The theme of sovereignty, brought back into the news by the Prime Minister, was perceived in the caucus as an unexpected gift left at the doorstep of the Liberal leader. Three months before the elections, Dominique Anglade’s political pif will be put to the test.

Québec solidaire and its leader Gabriel Nadeau-Dubois like to be designated as the main adversaries of François Legault. We have seen the party’s efforts to become more professional, but the leader’s team must take into account its militant base, which resists and wants to be part of the decisions.

It must be recognized to QS the merit of having succeeded in imposing the question of housing.

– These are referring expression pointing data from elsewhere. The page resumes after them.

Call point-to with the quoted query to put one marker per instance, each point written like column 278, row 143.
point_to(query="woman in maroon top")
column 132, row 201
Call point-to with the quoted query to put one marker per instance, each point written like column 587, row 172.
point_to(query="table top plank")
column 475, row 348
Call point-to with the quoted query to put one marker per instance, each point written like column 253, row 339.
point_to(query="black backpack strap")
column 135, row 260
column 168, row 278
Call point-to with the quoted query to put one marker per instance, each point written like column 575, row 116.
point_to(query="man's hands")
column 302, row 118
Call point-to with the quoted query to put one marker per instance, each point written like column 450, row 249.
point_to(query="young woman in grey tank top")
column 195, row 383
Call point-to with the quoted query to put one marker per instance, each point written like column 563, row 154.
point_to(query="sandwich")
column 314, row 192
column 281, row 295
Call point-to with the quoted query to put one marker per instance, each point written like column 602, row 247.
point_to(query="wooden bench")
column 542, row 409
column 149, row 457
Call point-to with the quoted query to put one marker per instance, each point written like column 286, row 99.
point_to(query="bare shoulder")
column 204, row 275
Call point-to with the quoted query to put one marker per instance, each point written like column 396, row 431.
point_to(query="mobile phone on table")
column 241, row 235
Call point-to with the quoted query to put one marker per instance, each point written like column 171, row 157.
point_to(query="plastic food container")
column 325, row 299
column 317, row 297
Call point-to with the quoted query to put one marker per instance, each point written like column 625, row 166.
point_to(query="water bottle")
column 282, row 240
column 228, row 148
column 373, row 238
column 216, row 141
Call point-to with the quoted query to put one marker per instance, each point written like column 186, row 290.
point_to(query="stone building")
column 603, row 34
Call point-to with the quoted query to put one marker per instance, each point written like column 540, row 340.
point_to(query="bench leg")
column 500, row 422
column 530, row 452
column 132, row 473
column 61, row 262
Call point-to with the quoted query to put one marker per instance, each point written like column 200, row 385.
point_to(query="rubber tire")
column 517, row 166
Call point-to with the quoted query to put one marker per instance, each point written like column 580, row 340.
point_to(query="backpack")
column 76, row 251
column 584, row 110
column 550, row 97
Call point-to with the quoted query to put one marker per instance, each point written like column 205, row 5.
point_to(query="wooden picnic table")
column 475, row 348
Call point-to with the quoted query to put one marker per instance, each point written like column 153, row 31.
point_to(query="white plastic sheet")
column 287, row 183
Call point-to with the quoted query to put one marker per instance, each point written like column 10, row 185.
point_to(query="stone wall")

A work tied up in the shadows by the deputy Andrés Fontecilla. A real team player, says a supportive advisor, always ready to help and asking for nothing in return.

The star of the opposition therefore goes to deputy Andrés Fontecilla.

What about the Parti Québécois? Hard to hit someone who’s already hurt. After losing Marie-Victorin and Véronique Hivon, the party must live with the declarations of its new mother-in-law, Lucien Bouchard.

Nevertheless, Paul St-Pierre Plamondon finds the courage to compare himself to Rocky in the fourth film of the saga, where the boxer ends up, despite everything, by winning against Drago.